The ads and offers appear to be another significant step toward Amazon building its own tablet and competing more directly with the iPad, said James L. McQuivey, an analyst at Forrester Research who studies digital media and consumer electronics. Amazon opened an Android app store last month and has been hiring Android software developers.

An Amazon tablet could tie together the seemingly disparate parts of the company’s business, Mr. McQuivey said, including e-commerce, e-books, video and audio.

“I can so easily see them selling a tablet in the future at a dramatically reduced price,” he said. “To me, this is a way for them to test that out and to start talking to advertisers.”

When asked whether the new Kindle was a move toward a tablet, Mr. Marine said, “I don’t want to speculate.” He also declined to say when the Kindle would have a color or touch screen, both elements of the Apple iPad and Android tablets made by Motorola, Samsung and others.

By incorporating ads in the Kindle operating system — as screen savers and in the menu, where readers will find the list of offers — Amazon is also creating a new kind of ad that could be used for new business models. Publishers, who have been searching for new ways to market e-books to replace intriguing covers and bookstore displays, could give away sponsored e-books. Amazon could also build a group-buying service among Kindle owners.

Buick’s Kindle ads will show photographs of four of its cars and text that relates to reading, like a reference to a car owner’s manual, said Craig Bierley, director of advertising and promotions for General Motors’s Buick division. Because reading books is an intimate experience, he said he hoped people might pay more attention to the ads.

“The Kindle for many people is really a centerpiece of their entertainment, so their level of engagement with the device, and hopefully with the advertisers on it, will be higher,” Mr. Bierley said.

That type of engagement is the holy grail in advertising these days, said Bobby Calder, chairman of the marketing department at Northwestern’s Kellogg School of Management. Still, books are one of the last ad-free zones, and by showing ads on an e-reader, Amazon risks alienating some users, he said.

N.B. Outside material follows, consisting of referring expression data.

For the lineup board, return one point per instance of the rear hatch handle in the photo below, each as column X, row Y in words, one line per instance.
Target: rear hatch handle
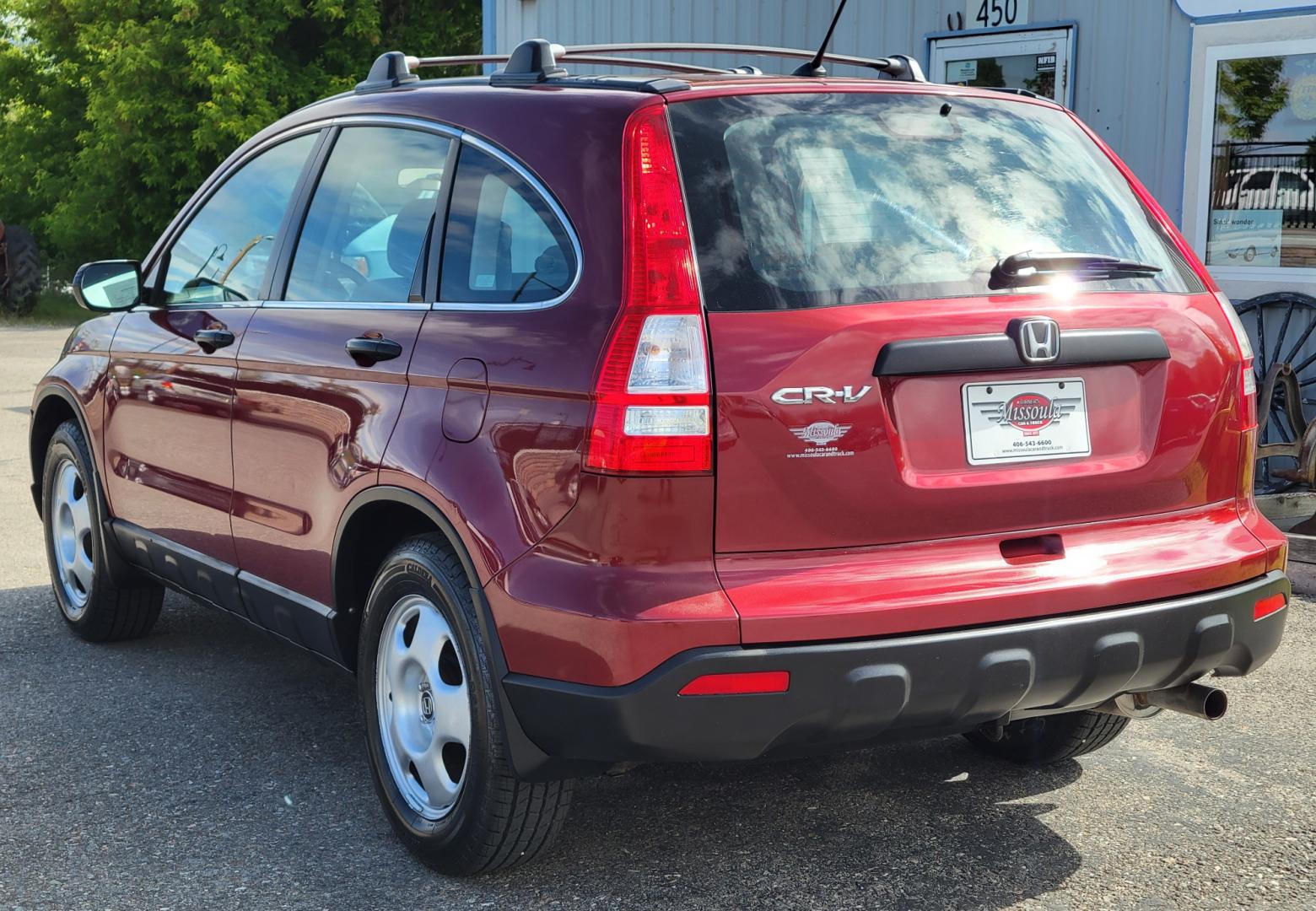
column 956, row 354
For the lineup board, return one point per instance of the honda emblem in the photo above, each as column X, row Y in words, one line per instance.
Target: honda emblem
column 1038, row 340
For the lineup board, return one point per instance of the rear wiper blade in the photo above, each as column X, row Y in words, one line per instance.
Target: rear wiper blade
column 1027, row 269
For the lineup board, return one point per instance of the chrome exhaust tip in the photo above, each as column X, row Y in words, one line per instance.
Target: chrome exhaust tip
column 1205, row 702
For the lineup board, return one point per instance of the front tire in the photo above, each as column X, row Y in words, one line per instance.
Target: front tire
column 434, row 725
column 1052, row 737
column 92, row 606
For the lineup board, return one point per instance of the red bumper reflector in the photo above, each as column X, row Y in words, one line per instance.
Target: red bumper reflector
column 1268, row 606
column 735, row 685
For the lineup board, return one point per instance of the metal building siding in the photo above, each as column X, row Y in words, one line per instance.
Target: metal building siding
column 1132, row 61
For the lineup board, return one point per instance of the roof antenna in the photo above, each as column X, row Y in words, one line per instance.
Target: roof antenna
column 815, row 66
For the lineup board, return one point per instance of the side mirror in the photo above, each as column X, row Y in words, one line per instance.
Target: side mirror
column 110, row 284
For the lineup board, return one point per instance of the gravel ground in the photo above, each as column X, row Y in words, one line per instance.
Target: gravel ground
column 208, row 767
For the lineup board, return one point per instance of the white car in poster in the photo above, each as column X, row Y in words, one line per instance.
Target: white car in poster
column 1254, row 248
column 1269, row 188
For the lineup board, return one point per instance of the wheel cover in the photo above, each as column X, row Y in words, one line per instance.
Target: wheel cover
column 424, row 706
column 72, row 542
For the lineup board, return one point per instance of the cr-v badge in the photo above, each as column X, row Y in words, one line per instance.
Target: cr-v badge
column 807, row 395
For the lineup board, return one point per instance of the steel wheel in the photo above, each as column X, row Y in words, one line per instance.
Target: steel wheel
column 1282, row 328
column 72, row 539
column 424, row 706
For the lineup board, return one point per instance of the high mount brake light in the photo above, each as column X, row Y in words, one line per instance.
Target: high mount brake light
column 651, row 404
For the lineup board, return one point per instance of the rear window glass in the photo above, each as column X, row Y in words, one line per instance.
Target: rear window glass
column 811, row 201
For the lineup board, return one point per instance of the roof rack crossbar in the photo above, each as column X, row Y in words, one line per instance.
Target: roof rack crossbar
column 542, row 62
column 569, row 57
column 897, row 65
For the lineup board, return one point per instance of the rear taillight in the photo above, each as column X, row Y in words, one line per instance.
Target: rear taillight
column 651, row 407
column 1248, row 380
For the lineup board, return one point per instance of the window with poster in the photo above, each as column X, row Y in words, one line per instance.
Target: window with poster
column 1033, row 60
column 1261, row 169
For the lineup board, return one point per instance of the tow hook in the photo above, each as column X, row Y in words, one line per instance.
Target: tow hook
column 1205, row 702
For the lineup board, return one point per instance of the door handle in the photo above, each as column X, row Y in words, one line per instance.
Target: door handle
column 212, row 340
column 369, row 352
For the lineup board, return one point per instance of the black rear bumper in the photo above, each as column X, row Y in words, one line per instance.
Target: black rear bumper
column 928, row 685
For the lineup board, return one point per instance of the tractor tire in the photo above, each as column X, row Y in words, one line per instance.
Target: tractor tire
column 20, row 295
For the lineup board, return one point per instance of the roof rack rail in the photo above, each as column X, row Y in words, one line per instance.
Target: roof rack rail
column 536, row 61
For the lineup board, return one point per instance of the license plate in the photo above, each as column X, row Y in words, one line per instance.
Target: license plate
column 1024, row 422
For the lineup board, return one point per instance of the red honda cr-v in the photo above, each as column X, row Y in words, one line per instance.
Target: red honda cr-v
column 598, row 419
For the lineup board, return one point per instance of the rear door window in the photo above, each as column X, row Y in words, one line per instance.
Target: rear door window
column 811, row 201
column 369, row 218
column 504, row 244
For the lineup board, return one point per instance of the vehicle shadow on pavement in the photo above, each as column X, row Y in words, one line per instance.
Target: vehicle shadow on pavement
column 207, row 761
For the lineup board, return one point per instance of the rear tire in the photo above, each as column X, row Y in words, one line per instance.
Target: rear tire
column 24, row 270
column 420, row 662
column 92, row 606
column 1052, row 737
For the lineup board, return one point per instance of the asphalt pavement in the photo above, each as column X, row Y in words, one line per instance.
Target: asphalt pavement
column 207, row 767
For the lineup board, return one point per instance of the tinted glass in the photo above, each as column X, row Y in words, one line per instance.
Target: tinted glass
column 810, row 201
column 225, row 249
column 503, row 242
column 370, row 216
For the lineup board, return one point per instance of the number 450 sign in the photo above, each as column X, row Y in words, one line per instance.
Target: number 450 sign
column 995, row 13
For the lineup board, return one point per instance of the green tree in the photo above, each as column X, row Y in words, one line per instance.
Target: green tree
column 1256, row 91
column 112, row 112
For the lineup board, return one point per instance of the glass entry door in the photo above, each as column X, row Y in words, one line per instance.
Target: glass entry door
column 1038, row 61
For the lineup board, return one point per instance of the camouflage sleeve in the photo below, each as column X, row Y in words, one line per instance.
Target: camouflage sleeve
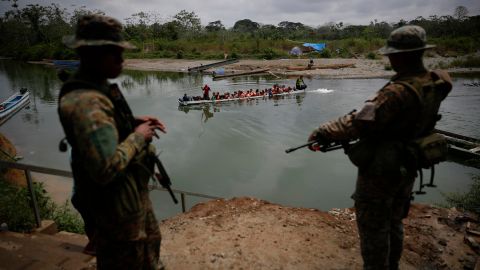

“There’s been research that shows that if you put an ad in an environment where people are highly engaged, that kind of intrusiveness can really backfire,” he said.

People could buy the less expensive Kindle and then avoid the ads by turning off Wi-Fi. Mr. Marine said Amazon did not think customers would do that because they would value the offers on the new Kindle, which is now available for order and expected to ship May 3.

“We think the response is going to be really positive because it doesn’t touch the reading experience,” he said.